Both beat their consensus estimates with ease.
Post-market, it’s been a boon for TSLA and a burden for MSFT. TSLA shares are up 4.50% after hours. MSFT, on the other hand, is down over 2%.
The question wasn’t necessarily whether or not the stocks could beat expectations, but if the estimates were even accurate in the first place. TSLA reported a whopping $2.18 (ex-items) EPS vs. only 3 cents expected. MSFT surpassed its EPS estimates, too ($1.46 vs. $1.34 expected), as revenue grew 13% in Q2.
And now that TSLA has four quarters of profits under its belt, it qualifies for an S&P 500 listing. If that happens, it’d certainly bring prestige to the electric automaker that is still a “juvenile” stock in the eyes of many investors.
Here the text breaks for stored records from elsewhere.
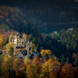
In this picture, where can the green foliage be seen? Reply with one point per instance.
(4, 27)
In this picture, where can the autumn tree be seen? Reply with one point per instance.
(67, 71)
(3, 40)
(10, 49)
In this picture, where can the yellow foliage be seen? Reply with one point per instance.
(43, 52)
(3, 40)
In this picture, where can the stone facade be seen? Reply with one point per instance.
(20, 43)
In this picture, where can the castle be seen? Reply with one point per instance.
(22, 46)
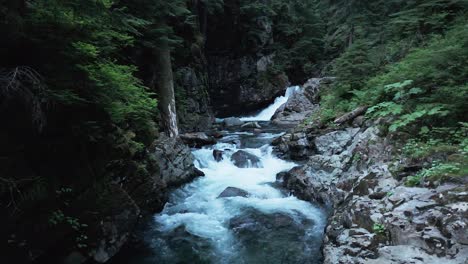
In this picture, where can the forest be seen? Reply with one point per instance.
(88, 86)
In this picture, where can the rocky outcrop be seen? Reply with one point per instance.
(218, 155)
(193, 102)
(301, 104)
(175, 162)
(233, 192)
(232, 121)
(239, 66)
(244, 159)
(197, 139)
(374, 217)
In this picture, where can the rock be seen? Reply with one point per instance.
(197, 114)
(335, 142)
(232, 121)
(243, 159)
(295, 146)
(308, 186)
(295, 110)
(215, 134)
(218, 155)
(403, 254)
(264, 62)
(351, 115)
(358, 121)
(197, 139)
(175, 161)
(251, 125)
(233, 192)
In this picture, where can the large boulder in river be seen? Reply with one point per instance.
(175, 161)
(233, 192)
(301, 104)
(198, 139)
(244, 159)
(232, 121)
(218, 155)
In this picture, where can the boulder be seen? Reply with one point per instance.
(251, 125)
(232, 121)
(218, 155)
(243, 159)
(197, 114)
(175, 161)
(197, 139)
(233, 192)
(335, 142)
(118, 218)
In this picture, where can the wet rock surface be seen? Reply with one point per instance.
(197, 139)
(175, 161)
(233, 192)
(244, 159)
(374, 217)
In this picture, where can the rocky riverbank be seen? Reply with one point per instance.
(356, 171)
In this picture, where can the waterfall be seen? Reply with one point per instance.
(267, 113)
(258, 222)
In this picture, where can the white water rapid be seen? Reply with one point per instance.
(267, 113)
(262, 224)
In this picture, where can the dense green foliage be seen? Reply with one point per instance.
(406, 61)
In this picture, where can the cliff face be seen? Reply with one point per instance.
(356, 172)
(239, 75)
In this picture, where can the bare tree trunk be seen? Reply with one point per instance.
(165, 89)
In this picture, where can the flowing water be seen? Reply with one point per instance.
(267, 113)
(265, 226)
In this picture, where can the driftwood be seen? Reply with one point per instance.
(351, 115)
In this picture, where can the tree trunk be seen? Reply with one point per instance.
(165, 89)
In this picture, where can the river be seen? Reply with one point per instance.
(258, 221)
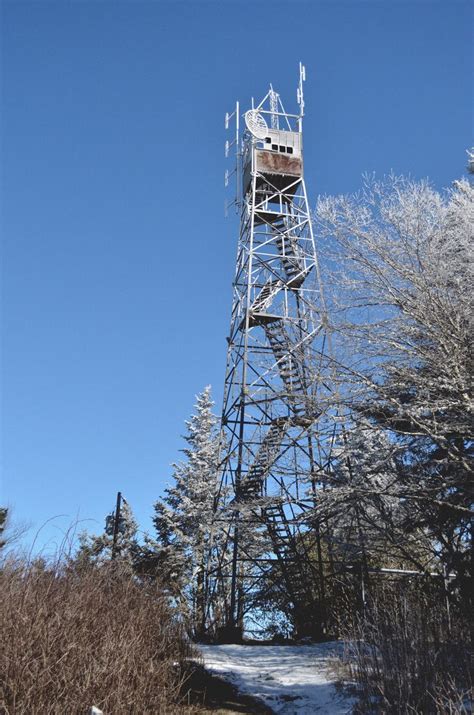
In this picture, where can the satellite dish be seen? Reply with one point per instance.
(256, 124)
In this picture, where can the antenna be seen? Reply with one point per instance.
(273, 96)
(227, 147)
(300, 95)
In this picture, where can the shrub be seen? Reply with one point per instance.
(74, 638)
(409, 652)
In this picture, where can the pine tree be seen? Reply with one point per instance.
(3, 523)
(183, 517)
(97, 549)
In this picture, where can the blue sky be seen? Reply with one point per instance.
(117, 259)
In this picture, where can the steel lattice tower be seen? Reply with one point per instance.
(274, 418)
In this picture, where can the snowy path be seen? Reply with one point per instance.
(292, 680)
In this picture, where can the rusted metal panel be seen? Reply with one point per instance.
(275, 163)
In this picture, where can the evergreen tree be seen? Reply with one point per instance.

What also caught the market’s attention today was Pfizer and BioNTech’s new coronavirus vaccine candidate, which the U.S. government just pre-ordered 100 million doses of for $1.95 billion. If the vaccine continues to pass trials, the Feds will move forward with the purchase.
Whenever that may be.
“Typically, it takes roughly a decade for a new vaccine to go through the various stages of development and testing,” observed Ed Yardeni, chief investment strategist at Yardeni Research.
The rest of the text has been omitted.